1. WEATHER : 1000000
2. VIDEO_PLAYERS : 1000000
3. SHOPPING : 1000000
4. PHOTOGRAPHY : 1000000
5. GAME : 1000000
6. ENTERTAINMENT : 1000000
7. EDUCATION : 1000000
8. HOUSE_AND_HOME : 500000
9. HEALTH_AND_FITNESS : 500000
10. FOOD_AND_DRINK : 500000
11. COMMUNICATION : 500000
12. TRAVEL_AND_LOCAL : 100000
13. TOOLS : 100000
14. SPORTS : 100000
15. SOCIAL : 100000
16. PRODUCTIVITY : 100000
17. PERSONALIZATION : 100000
18. PARENTING : 100000
19. MAPS_AND_NAVIGATION : 100000
20. FAMILY : 100000
21. COMICS : 100000
22. AUTO_AND_VEHICLES : 100000
23. ART_AND_DESIGN : 100000
24. NEWS_AND_MAGAZINES : 50000
25. BOOKS_AND_REFERENCE : 50000
26. BEAUTY : 50000
27. LIFESTYLE : 10000
28. LIBRARIES_AND_DEMO : 10000
29. FINANCE : 10000
30. DATING : 10000
31. MEDICAL : 1000
32. EVENTS : 1000
33. BUSINESS : 1000


Favorably, Photography landed in the top 4 for both the average and median downloads. Health & Fitness only placed in the top 50%.

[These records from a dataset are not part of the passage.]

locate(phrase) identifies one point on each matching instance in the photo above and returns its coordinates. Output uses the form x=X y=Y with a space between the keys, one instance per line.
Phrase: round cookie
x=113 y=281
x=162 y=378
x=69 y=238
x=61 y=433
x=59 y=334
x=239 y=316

To conclude, a Photography app would be the most ideal app to develop at this point in time. The landscape for competition is fairly low, no additional infrastructure needs to be developed to get it off the ground, and the apps are highly engaged by users as evidenced by the high number of reviews on both mobile platforms along with the number of downloads on Android.